Com relação à tramitação dos projetos, as novas regras regimentais induzem a proliferação de projetos de teor idêntico, prejudicando sua análise pelos técnicos da Câmara e seu acompanhamento pelos cidadãos e movimentos sociais. Vão nessa direção o novo art. 99, que dificulta a aglutinação da tramitação de projetos que tratem de assuntos semelhantes ou pertinentes, e o novo art. 95, que dispensa os relatores de explicitarem a relação de prejudicialidade entre os dispositivos aprovados e reprovados dos projetos, “jogando a bola” para a comissão ou o plenário. Essas medidas aumentam o risco de termos aprovadas leis contraditórias, o que certamente gerará dúvidas e, eventualmente, questionamentos judiciais – comprometendo a segurança jurídica em nosso município.

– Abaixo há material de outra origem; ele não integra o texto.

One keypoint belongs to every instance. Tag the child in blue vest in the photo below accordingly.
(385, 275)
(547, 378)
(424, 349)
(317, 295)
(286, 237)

Como ponto positivo, há que se louvar a nova redação para o art. 104, que suprime o arquivamento automático de projetos ao final da legislatura – garantindo que bons projetos que não tiveram oportunidade de ser votados possam continuar em pauta, possibilitando que a população possa continuar lutando por eles. Com a nova regra, não haverá mais a necessidade de se começar todo o processo legislativo do início, com a propositura de um novo projeto de lei com o mesmo teor na nova legislatura.
Apesar de alguns limitados avanços, a conclusão é que o novo Regimento Interno da Câmara Municipal de Belo Horizonte restringe o espaço de debate público em suas comissões, prejudica a boa tramitação dos projetos e amplia ainda mais o poder das maiorias naquela Casa de representação popular.